Ich weiss ja nicht, wie lange dieses Event geht, von wegen Aufwand, aber es hat mich jetzt keine 20 Minuten gekostet, einen Verleiher für Marktbuden zu finden. Im Zweifel kann man da auch eine mobile "Almhütte" hinzimmern lassen, in der man sich "stilecht" präsentieren kann. 
Öffentlichkeitsarbeit/Marketing kostet nunmal Kohle, und selbst mit kleinem Budget ließe sich was halbwegs anständiges auf die Beine stellen. Wenn ich da aber nix springen lasse, muss ich mich über "Spott" nicht wundern!!!


----------



## Thomas9904 (11. Juli 2016)

*AW: Der Landesfischereiverband B-W auf der Landesgartenschau in Öhringen*



Franky schrieb:


> Ich weiss ja nicht, wie lange dieses Event geht, von wegen Aufwand,



Wie entblödet sich der Verband zu formulieren auf seiner Seite (sinngemäß):
Dass er zusammen mit den örtlichen Fischereivereinen  auf der Landesgartenschau Öhringen vom 22.4.-9.10.16 eine Dauerausstellung zur Fischerei im Land präsentieren würde.......

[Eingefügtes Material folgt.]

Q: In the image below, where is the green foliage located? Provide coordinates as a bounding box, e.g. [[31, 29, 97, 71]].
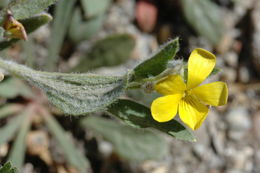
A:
[[0, 78, 32, 98], [0, 13, 52, 50], [108, 99, 196, 142], [0, 0, 58, 22], [7, 111, 31, 170], [68, 7, 104, 43], [181, 0, 224, 45], [44, 113, 90, 173], [81, 116, 168, 161], [0, 114, 25, 146], [0, 104, 23, 119], [0, 59, 128, 115], [132, 38, 179, 82], [73, 34, 135, 72], [80, 0, 111, 18], [46, 0, 75, 71], [0, 162, 17, 173]]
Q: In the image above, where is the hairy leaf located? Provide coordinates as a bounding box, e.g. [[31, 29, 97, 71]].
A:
[[44, 113, 91, 173], [181, 0, 224, 45], [107, 99, 196, 142], [73, 34, 135, 72], [0, 78, 33, 98], [68, 7, 104, 43], [132, 38, 179, 81], [46, 0, 75, 70], [81, 116, 168, 161], [0, 0, 58, 22], [0, 113, 26, 146], [0, 162, 17, 173], [0, 104, 23, 119], [80, 0, 111, 18], [7, 111, 31, 170], [0, 59, 128, 115]]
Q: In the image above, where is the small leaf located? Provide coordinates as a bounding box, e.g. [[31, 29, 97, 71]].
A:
[[0, 113, 26, 146], [8, 111, 31, 170], [0, 13, 52, 50], [46, 0, 75, 71], [80, 0, 111, 18], [0, 0, 58, 22], [43, 113, 91, 173], [0, 104, 23, 119], [0, 58, 128, 115], [107, 99, 196, 142], [68, 8, 104, 43], [81, 116, 168, 161], [0, 78, 33, 99], [0, 162, 18, 173], [132, 38, 179, 81], [181, 0, 224, 45], [73, 34, 135, 72]]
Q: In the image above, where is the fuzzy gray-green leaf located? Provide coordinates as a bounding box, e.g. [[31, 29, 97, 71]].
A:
[[0, 58, 127, 115], [80, 0, 111, 18], [7, 111, 31, 170], [73, 34, 135, 72], [107, 99, 196, 142], [132, 38, 179, 82], [181, 0, 224, 45], [0, 114, 25, 146], [44, 113, 91, 173], [81, 116, 168, 161], [46, 0, 75, 71], [0, 0, 58, 22], [68, 8, 104, 43]]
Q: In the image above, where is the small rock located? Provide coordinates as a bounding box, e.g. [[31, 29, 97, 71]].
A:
[[225, 51, 238, 67], [239, 65, 250, 83], [226, 107, 251, 140]]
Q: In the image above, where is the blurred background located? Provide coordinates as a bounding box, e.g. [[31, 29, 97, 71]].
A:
[[0, 0, 259, 172]]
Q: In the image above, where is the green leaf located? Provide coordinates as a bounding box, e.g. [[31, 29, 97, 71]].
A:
[[0, 58, 128, 115], [0, 104, 23, 119], [132, 38, 179, 82], [8, 111, 31, 170], [68, 8, 104, 43], [0, 0, 58, 22], [73, 34, 135, 72], [0, 162, 18, 173], [80, 0, 111, 18], [46, 0, 75, 71], [107, 99, 196, 142], [181, 0, 224, 45], [0, 113, 26, 146], [81, 116, 168, 161], [0, 78, 33, 98], [44, 113, 91, 173], [0, 13, 53, 50]]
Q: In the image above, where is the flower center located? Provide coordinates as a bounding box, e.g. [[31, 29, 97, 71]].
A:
[[184, 89, 192, 97]]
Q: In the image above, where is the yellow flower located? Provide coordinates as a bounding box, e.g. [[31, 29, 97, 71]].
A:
[[151, 48, 228, 130]]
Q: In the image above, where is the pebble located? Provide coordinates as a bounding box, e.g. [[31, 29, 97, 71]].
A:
[[226, 107, 251, 140], [224, 51, 238, 67]]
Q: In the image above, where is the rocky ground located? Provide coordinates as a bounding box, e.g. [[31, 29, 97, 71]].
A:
[[1, 0, 260, 172]]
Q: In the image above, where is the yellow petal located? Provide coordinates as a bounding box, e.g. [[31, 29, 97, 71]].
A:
[[179, 96, 209, 130], [191, 82, 228, 106], [154, 75, 186, 95], [187, 48, 216, 89], [151, 94, 182, 122]]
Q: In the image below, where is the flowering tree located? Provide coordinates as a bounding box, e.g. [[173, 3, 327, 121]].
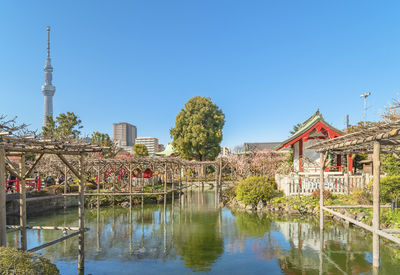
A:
[[225, 150, 291, 181]]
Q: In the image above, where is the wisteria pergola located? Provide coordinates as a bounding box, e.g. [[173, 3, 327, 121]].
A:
[[309, 120, 400, 269], [0, 135, 102, 271]]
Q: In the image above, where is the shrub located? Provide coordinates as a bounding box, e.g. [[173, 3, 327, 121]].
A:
[[236, 176, 276, 205], [380, 175, 400, 203], [0, 247, 59, 275], [311, 189, 331, 200], [352, 188, 372, 204]]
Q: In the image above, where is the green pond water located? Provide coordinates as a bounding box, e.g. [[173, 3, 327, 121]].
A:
[[6, 190, 400, 274]]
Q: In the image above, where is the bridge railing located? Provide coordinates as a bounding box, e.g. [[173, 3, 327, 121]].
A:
[[6, 178, 41, 193]]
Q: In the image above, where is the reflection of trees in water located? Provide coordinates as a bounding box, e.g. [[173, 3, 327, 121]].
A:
[[173, 211, 223, 272], [172, 190, 224, 272], [233, 211, 271, 238]]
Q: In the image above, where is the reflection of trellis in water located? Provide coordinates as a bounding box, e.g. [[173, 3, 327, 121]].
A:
[[0, 134, 103, 273], [287, 174, 372, 196], [309, 120, 400, 269], [274, 221, 348, 250]]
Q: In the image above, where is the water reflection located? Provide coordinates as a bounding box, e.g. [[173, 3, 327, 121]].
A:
[[5, 188, 400, 274]]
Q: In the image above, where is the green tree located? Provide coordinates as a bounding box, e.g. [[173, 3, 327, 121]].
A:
[[133, 144, 149, 157], [42, 112, 83, 138], [170, 96, 225, 161], [290, 123, 302, 135], [92, 132, 116, 158]]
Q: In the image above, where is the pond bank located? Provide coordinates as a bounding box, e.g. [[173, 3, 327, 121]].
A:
[[224, 196, 398, 230], [6, 195, 78, 218]]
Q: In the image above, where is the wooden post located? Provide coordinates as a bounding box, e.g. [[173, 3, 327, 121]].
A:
[[19, 154, 27, 250], [320, 152, 325, 231], [218, 159, 222, 185], [151, 164, 155, 192], [129, 163, 132, 207], [0, 147, 6, 246], [96, 167, 100, 208], [78, 154, 85, 271], [372, 141, 381, 268], [198, 166, 201, 188], [171, 165, 175, 207], [64, 165, 68, 210], [164, 164, 167, 204]]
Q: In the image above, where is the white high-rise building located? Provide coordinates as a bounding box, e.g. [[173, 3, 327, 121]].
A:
[[41, 26, 56, 126], [135, 137, 159, 155]]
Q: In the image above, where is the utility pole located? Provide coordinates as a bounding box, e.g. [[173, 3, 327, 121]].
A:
[[360, 92, 371, 124]]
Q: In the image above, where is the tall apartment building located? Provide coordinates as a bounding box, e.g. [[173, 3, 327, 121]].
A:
[[113, 122, 137, 147], [135, 137, 159, 155]]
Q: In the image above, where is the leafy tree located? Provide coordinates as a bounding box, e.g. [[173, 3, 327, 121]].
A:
[[380, 175, 400, 203], [133, 144, 149, 157], [92, 132, 117, 158], [382, 154, 400, 176], [290, 123, 302, 135], [170, 96, 225, 161], [42, 112, 82, 138], [346, 121, 381, 133]]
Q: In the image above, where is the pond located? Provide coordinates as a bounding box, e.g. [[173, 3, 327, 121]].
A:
[[6, 189, 400, 274]]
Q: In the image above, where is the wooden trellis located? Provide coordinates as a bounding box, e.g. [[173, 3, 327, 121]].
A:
[[309, 120, 400, 270], [0, 135, 103, 272]]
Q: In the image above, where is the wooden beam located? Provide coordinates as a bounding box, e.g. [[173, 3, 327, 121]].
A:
[[56, 154, 81, 179], [0, 147, 6, 246], [24, 153, 44, 178], [4, 147, 96, 155], [7, 225, 81, 231], [5, 164, 22, 180], [5, 157, 19, 174], [325, 205, 391, 209], [381, 229, 400, 234], [28, 229, 88, 252], [322, 206, 373, 232], [376, 229, 400, 245]]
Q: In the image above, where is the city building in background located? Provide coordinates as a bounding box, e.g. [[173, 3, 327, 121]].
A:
[[243, 142, 281, 153], [135, 137, 159, 155], [220, 146, 231, 156], [113, 122, 137, 149]]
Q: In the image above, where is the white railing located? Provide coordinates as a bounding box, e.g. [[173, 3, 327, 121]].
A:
[[275, 174, 372, 196]]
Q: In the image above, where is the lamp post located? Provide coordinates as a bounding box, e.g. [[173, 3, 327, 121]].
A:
[[360, 92, 371, 124]]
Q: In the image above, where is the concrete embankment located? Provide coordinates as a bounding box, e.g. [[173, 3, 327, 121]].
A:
[[6, 194, 78, 217]]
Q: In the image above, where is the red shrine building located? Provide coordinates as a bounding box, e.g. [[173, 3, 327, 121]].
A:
[[277, 110, 352, 174]]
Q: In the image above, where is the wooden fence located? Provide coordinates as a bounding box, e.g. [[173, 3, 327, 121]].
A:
[[275, 174, 373, 196]]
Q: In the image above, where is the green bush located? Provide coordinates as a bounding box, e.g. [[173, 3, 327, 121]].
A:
[[352, 188, 372, 204], [236, 176, 276, 205], [0, 247, 59, 275], [382, 155, 400, 176], [380, 175, 400, 203]]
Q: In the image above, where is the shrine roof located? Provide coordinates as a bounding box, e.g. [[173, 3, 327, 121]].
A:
[[277, 110, 344, 150]]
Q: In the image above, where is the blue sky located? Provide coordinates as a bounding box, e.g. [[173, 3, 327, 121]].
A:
[[1, 1, 400, 148]]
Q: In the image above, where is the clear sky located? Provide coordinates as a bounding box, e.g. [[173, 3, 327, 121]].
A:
[[1, 1, 400, 148]]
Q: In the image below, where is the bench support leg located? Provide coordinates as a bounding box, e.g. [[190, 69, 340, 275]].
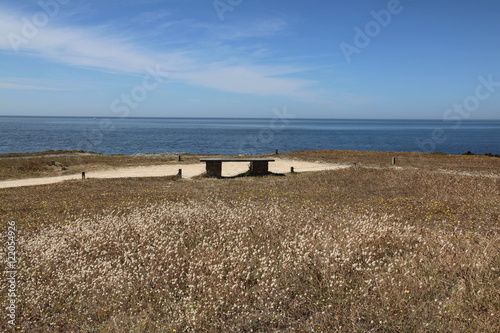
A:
[[205, 161, 222, 178], [250, 161, 269, 176]]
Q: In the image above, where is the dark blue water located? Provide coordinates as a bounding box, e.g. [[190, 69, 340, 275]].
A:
[[0, 116, 498, 155]]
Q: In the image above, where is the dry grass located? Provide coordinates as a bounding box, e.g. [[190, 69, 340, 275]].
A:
[[1, 168, 498, 236], [0, 150, 498, 332]]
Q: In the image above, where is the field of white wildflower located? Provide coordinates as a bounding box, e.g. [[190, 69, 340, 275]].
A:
[[11, 200, 499, 332]]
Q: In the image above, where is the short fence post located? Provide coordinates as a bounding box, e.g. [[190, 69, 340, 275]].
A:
[[290, 166, 295, 173], [82, 172, 86, 180], [177, 169, 182, 179], [275, 149, 279, 155], [392, 157, 396, 165], [178, 155, 182, 162]]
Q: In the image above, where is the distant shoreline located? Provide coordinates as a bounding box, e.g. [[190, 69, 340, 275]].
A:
[[1, 149, 500, 158]]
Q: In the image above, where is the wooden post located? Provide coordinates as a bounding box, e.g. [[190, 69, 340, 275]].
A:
[[177, 169, 182, 178], [275, 148, 279, 155], [290, 166, 295, 173], [392, 157, 396, 165], [82, 172, 86, 180], [178, 155, 182, 162]]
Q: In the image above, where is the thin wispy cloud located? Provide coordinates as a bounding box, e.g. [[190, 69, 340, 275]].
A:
[[132, 10, 170, 24], [0, 6, 321, 101], [173, 65, 315, 97], [0, 11, 172, 73], [0, 78, 67, 91], [199, 18, 289, 40]]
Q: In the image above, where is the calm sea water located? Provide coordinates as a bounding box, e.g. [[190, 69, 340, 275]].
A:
[[0, 116, 498, 155]]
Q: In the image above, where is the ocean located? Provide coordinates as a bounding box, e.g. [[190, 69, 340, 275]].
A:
[[0, 116, 498, 156]]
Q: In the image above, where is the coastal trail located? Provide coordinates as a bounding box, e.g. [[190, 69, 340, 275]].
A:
[[0, 159, 349, 189]]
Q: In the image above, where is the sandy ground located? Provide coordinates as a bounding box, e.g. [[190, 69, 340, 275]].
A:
[[0, 159, 349, 189]]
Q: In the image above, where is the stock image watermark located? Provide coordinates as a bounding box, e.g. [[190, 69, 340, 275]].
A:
[[339, 0, 412, 64], [213, 0, 244, 21], [238, 106, 295, 155], [5, 221, 18, 327], [7, 0, 71, 52], [77, 65, 167, 152], [416, 74, 499, 153]]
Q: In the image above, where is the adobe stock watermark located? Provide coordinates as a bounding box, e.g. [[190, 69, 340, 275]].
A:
[[5, 221, 18, 327], [7, 0, 71, 52], [77, 65, 167, 152], [339, 0, 412, 64], [213, 0, 244, 21], [238, 106, 295, 155], [416, 74, 499, 153]]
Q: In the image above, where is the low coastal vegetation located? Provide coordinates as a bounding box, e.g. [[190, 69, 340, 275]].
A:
[[281, 149, 500, 175], [0, 150, 498, 332], [0, 151, 199, 181]]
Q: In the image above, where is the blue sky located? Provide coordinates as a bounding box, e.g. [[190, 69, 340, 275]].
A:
[[0, 0, 499, 119]]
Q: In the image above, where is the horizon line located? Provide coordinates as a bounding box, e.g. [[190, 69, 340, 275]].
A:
[[1, 115, 499, 121]]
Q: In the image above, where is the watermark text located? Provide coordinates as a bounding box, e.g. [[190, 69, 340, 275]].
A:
[[238, 106, 295, 155], [213, 0, 244, 21], [340, 0, 412, 63], [416, 74, 499, 153], [7, 0, 71, 52], [6, 221, 17, 327], [77, 65, 167, 152]]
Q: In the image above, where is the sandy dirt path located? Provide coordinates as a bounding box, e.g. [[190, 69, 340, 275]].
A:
[[0, 159, 349, 189]]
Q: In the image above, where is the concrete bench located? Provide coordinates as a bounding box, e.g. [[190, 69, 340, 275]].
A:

http://www.lfvbw.de/index.php/projekte/landesgartenschau-2016


Ich sag dazu nix....

;-)))))

Auch wenns mit schwer fällt.....................
:g:g


----------



## Laichzeit (11. Juli 2016)

*AW: Der Landesfischereiverband B-W auf der Landesgartenschau in Öhringen*

Würde mich nicht wundern, wenn es deutlich teurer war als es aussieht.


----------



## Thomas9904 (11. Juli 2016)

*AW: Der Landesfischereiverband B-W auf der Landesgartenschau in Öhringen*

Des isch halt die "kompetendeschde" Öffentlichkeitsarbeit vom "fähigschden" Landesverbändchen (gegen Angler) im Südweschden, zu der die hochbezahlten und studierten Hauptamtler fähig sind.. 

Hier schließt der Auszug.